As someone who has never been particularly interested in the contemporary obsession with a plastic Barbie-esque appearance, I find this whole fixation with looks disturbing and, to be perfectly honest, rather tragic. By choosing to place so much of our focus on appearance and whether or not a person is “sexy”, we denying ourselves that emotional and spiritual fulfilment which comes from selecting a partner based on their personality, their ‘spirit’, morals, values, hopes and dreams. While I will admit to finding Channing Tatum, Mr Bloom and Johnny Depp attractive on a shallow level, if given the chance I wouldn’t choose any of them to be my life partner; I would prefer someone like Michael McIntyre or German comedian Henning Wehn, both intelligent, articulate and hilariously funny men who may not be classically handsome but who would keep me laughing and stimulated for many years to come.
This isn’t to say that I am immune to the whole “looks” issue. If a handsome man, particularly one blessed with a mane of rippling black hair – not to mention equally rippling abdominals – happened to walk past, yes, my eyes might stray briefly in his direction. But would his appearance shoot him to the top of my list of desirables? Probably not. As for my own appearance, I am not immune to concerns about that either – very few women are.
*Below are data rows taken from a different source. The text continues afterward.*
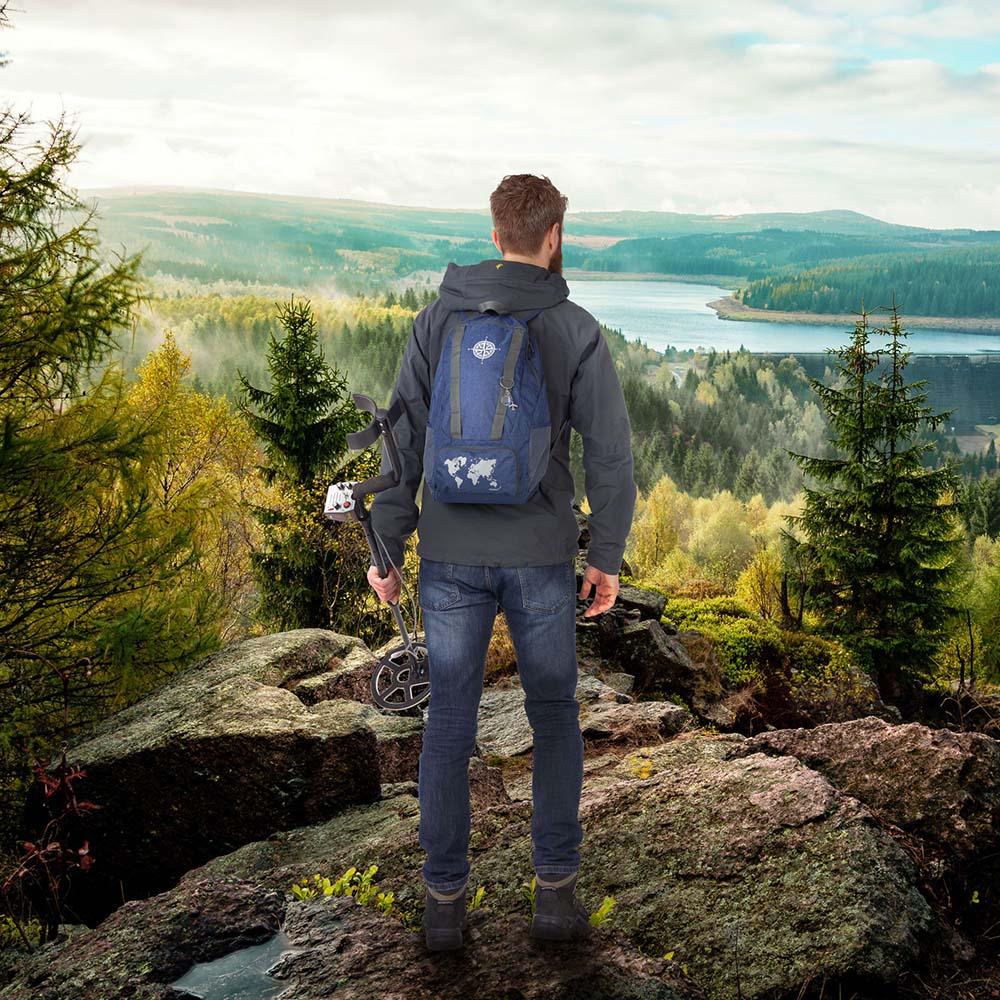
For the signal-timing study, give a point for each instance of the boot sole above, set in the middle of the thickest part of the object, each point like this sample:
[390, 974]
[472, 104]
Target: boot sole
[550, 929]
[444, 938]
Yes, there are countless times when I look in the mirror and wish I had a Hollywood smile or a larger bust, or that my skin wasn’t so pale and dotted with random constellations of freckles. But on principle I refuse to resort to inflating either my chest or my derriere with saline or silicone; refuse, also, to enhance my naturally infuriating brown hair with the hacked-off locks of Russian, Peruvian or Chinese women; and refuse, last but not least, to risk skin cancer or orange stains by tanning myself either in the sun or with sprays and mousses.
In other words, any man with an interest in me will have to take me exactly as I am – to like me purely for myself, as I was created. Yes I have physical flaws, some of them quite obvious – hair that can never be elegant, sleek or shiny; sensitive skin that flushes or burns too easily; and a few pale silvery stretch marks left over from carrying my beautiful baby girl. I will admit to them all and will not resort to trying to hide or erase them, even if they do cause me many pangs of insecurity and unease. After all, don’t we all have flaws, be it cellulite, old scars or love handles? Maybe it’s time we paid more attention to the flaws and issues we have on the inside, such as our vapid obsession with appearances, rather than harping on our outward flaws, which have so little bearing on our character and lives in general.
In conclusion I leave you with a quote taken from the song “Zombie Inc.” by Swedish melodic death metal band In Flames, which perfectly illustrates my point:
“Shallowness and beauty
was all that concerned her body
but the soul, her divine guest
were thrust to the bottom”
What we as individuals have to decide as we live our lives and search for that “perfect” partner is this – do we want someone consumed by an obsession with shallowness and beauty, or someone concerned with bettering their “divine guest”? Beauty on the inside or beauty on the outside – ultimately, which is more desirable? The answer, to me, is crystal clear. Which will you choose to seek?